- Leibniz Universität Hannover, Institute of Fluid Mechanics and Environmental Physics in Civil Engineering
Low-emission hydrogen accounted for less than 1 % of global hydrogen production by 2023, but will have to increase more than 100-fold by 2030 according to the International Energy Agency’s net-zero emission scenarios for 2050. Proton exchange membrane water electrolyzers are particularly suitable to produce hydrogen from renewable energy sources, yet the currently available technological combinations are considerably more expensive than producing hydrogen from fossil fuels (by 65 % to 810 % according to the International Renewable Energy Agency’s 2021 report). To reduce costs, the materials and dynamic operating conditions in electrolyzers must be optimized, amongst other things with regard to low oxygen concentrations (waste product) at the catalysts. We use a first-principle microscale model for oxygen transport to complement experimental optimization efforts, which are generally expensive and limited by measurement accuracies.
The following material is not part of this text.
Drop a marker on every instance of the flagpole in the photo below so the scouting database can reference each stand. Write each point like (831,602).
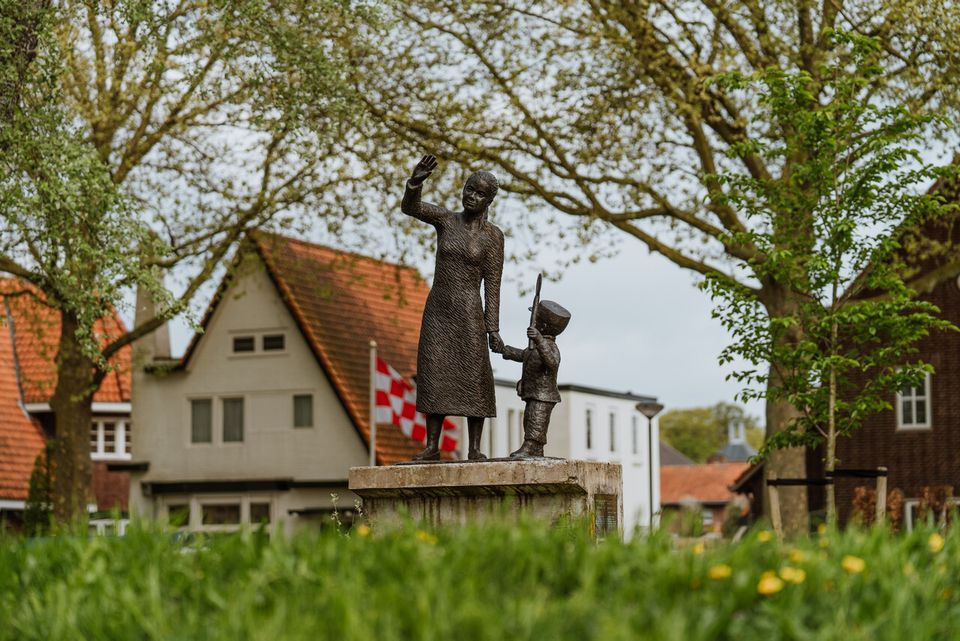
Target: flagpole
(373,403)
The model deploys the volume of fluid method and accounts for (1) uncertain transport processes in the catalyst layer, (2) numerically challenging two-phase at capillary numbers as low as 2.1 · 10-7 and (3) bubble detachments in channels. The model is validated with respect to flow patterns in microfluidic experiments as well as to pressure drops and bubble velocities within minichannels (30% and 20% match regarding the latter two). The model is numerically stable at operando conditions with at least 0.5 A/cm2 current density in a stochastically reproduced porous transport layer. Uncertain catalyst-side solute transport and nucleations are implicitely accounted for, yet their spatial variations are found to negligibly affect the conditions inside the porous transport layer. Operando gas saturation measurements are locally matched within a 20% margin and are qualitatively matched across the entire porous transport layer.
The simulated bubble detachment in flow field channels occur at pore throats that agree with porosimetry and microfluidic experiments. The gaseous phase pressure fluctuates greatly according to the detachment throat size and the bubble diameter immediately before detachment. The model allows the prediction of nucleation and detachment sites and can be further utilized to optimize porous transport layers as well as to predict boundary conditions when modeling catalyst layers and flow fields.
How to cite: Schmidt, G. and Neuweiler, I.: Volume of Fluid Modeling of Capillary-Dominated Flow Patterns and Bubble Detachment in PEM Water Electrolyzers , EGU General Assembly 2025, Vienna, Austria, 27 Apr–2 May 2025, EGU25-21948, https://doi.org/10.5194/egusphere-egu25-21948, 2025.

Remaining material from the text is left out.